Ces scrupules des dirigeants américains sont-ils honnêtes ? Le cas de conscience de Truman est-il vraiment tel qu'il l'oblige de dévoiler ce que les états-majors ont toujours imposé au peuple de considérer comme d'inviolables secrets de "défense nationale" ? Il est permis d'en douter.

Des scrupules chez des gens qui n'ont pas hésité à utiliser la bombe atomique et, avant elle, le fer et le feu, contre les populations civiles du monde entier, voilà qui est étrange. Tuer des gens sans défense en détail ou d'un seul coup, quelle différence y a-t-il ? N'a-t-on pas fait remarquer récemment que le bombardement "normal" de Hambourg en 1943 avait fait deux fois plus de morts que le bombardement atomique de Hiroshima ?

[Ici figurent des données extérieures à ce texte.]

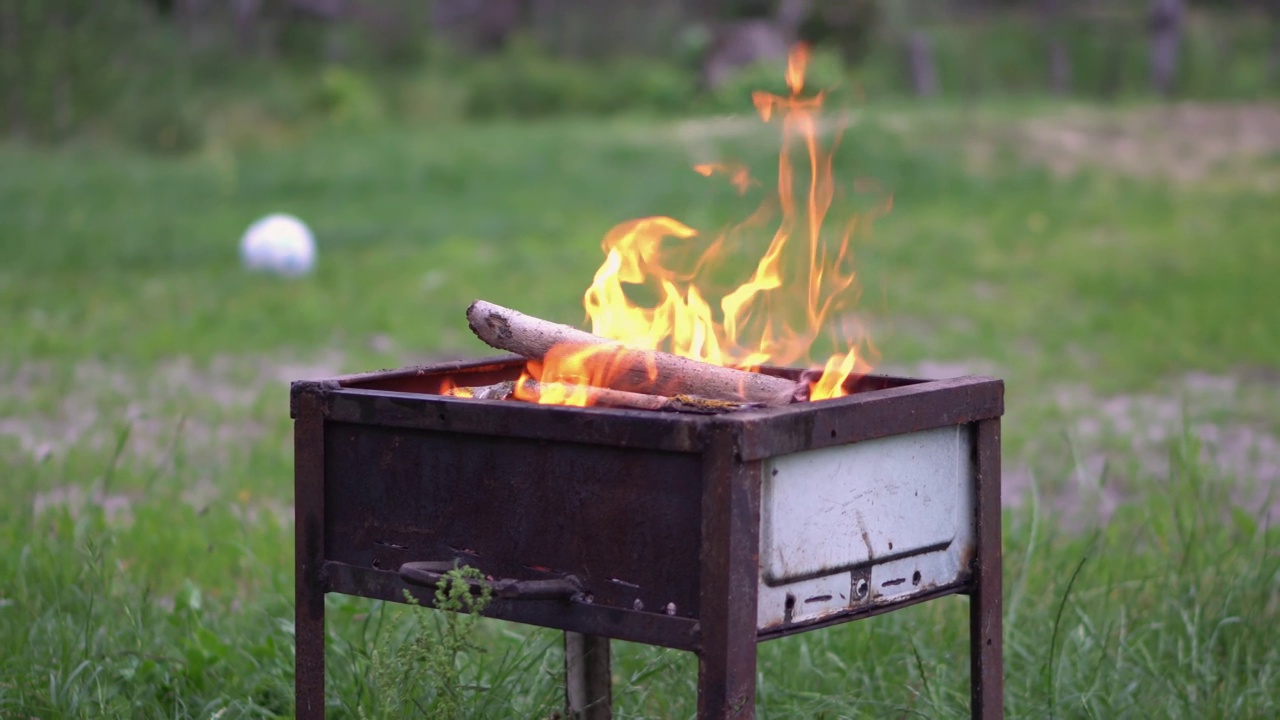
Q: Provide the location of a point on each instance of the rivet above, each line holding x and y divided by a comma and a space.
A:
860, 588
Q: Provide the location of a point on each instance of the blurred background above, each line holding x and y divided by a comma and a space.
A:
169, 74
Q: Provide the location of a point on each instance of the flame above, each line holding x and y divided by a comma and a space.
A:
803, 281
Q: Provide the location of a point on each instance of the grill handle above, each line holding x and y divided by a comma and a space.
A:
430, 573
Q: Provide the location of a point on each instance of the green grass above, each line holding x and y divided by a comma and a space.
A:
146, 543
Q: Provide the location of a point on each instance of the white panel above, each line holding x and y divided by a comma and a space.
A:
840, 507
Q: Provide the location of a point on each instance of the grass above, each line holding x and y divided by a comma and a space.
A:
146, 541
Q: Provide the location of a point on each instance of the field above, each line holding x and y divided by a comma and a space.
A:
1118, 268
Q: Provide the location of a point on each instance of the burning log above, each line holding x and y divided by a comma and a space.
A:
622, 368
533, 390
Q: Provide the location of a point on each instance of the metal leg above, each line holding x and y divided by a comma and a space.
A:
986, 634
588, 678
731, 569
309, 555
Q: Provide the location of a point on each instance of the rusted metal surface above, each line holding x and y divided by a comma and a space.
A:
731, 572
624, 522
309, 554
586, 618
656, 520
588, 678
986, 614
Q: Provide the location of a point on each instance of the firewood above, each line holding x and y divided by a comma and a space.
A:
626, 368
603, 397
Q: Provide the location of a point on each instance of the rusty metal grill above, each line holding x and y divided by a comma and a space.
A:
700, 533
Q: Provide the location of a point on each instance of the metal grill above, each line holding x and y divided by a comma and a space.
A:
705, 533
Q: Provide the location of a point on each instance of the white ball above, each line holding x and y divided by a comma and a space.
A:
279, 244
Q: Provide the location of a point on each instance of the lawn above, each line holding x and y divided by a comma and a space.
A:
146, 537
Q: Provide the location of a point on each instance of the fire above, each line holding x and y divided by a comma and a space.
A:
803, 281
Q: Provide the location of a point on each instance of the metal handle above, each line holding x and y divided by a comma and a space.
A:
430, 573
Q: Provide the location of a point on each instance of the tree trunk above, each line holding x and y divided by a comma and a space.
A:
1166, 31
1059, 58
246, 23
920, 55
1274, 64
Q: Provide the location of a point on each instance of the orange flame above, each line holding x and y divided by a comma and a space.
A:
800, 283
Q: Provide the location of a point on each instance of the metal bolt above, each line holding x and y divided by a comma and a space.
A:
860, 588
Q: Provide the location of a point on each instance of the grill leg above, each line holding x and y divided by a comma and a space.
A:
588, 678
309, 537
731, 570
986, 633
309, 655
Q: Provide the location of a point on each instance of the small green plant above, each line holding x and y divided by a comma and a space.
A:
424, 673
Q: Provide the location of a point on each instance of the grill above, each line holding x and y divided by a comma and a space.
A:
705, 533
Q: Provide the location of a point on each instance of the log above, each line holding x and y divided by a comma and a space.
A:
620, 367
602, 397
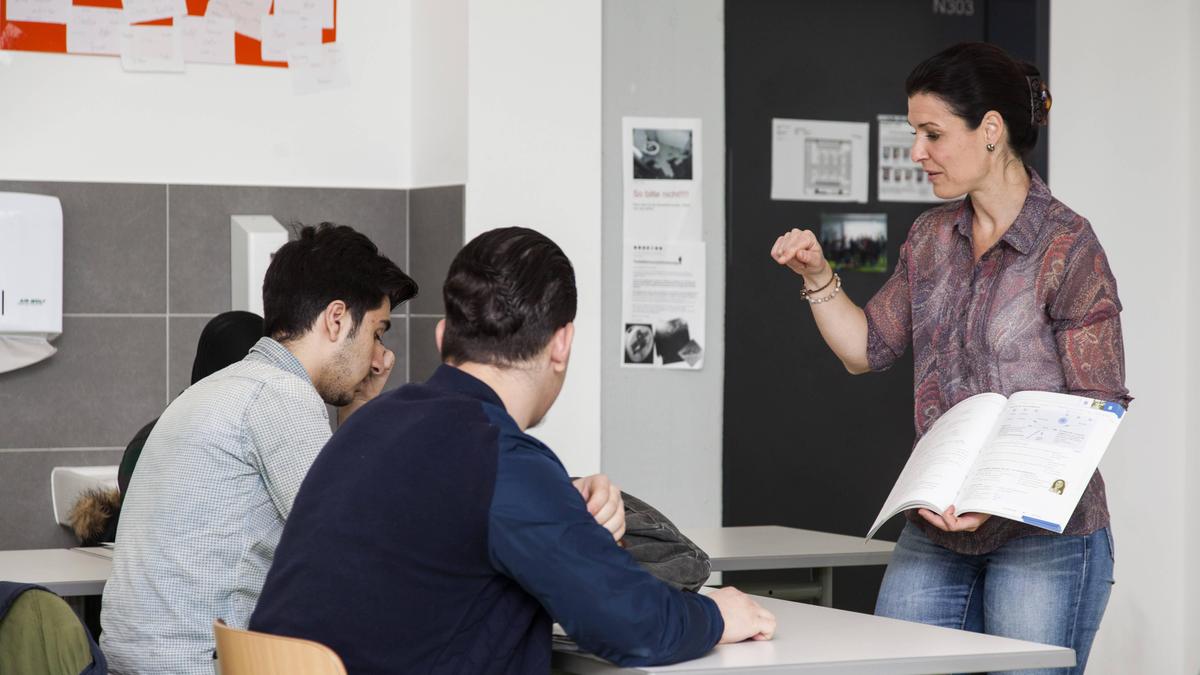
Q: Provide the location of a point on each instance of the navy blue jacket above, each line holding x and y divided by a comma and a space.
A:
432, 536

L'hypocrisie de Truman et de ses supporters dépasse vraiment toutes les bornes. Car, tout en ayant l'air de poser au peuple américain la question : "Faut-il ou ne faut-il pas fabriquer la bombe ?", ils n'ont nullement organisé un vote pour ou contre la fabrication de la bombe, dans lequel l'opinion des masses travailleuses américaines aurait pu s'exprimer sans équivoque. Au contraire, après un semblant de controverse, où l'on a entendu surtout des arguments pour la fabrication de la bombe, la propagande officielle, la presse bourgeoise américaine, tient déjà pour prouvé que l'"Américain moyen" (!) est partisan de la bombe H !... Et à l'heure qu'il est, la presse américaine, aux mains des capitalistes, est remplie de "vérités" de ce genre : "Notre sécurité exige que nous fournissions à nos forces armées les meilleures armes possible", "nous devons rester forts si nous voulons préserver la paix", "nous devons fabriquer la bombe avant que les autres ne la fabriquent", "nous ne devons pas nous démunir de nos atouts vis-à-vis des préparatifs de guerre de la Russie". C'est le "nous vaincrons parce que nous sommes les plus forts" de Reynaud en 1940.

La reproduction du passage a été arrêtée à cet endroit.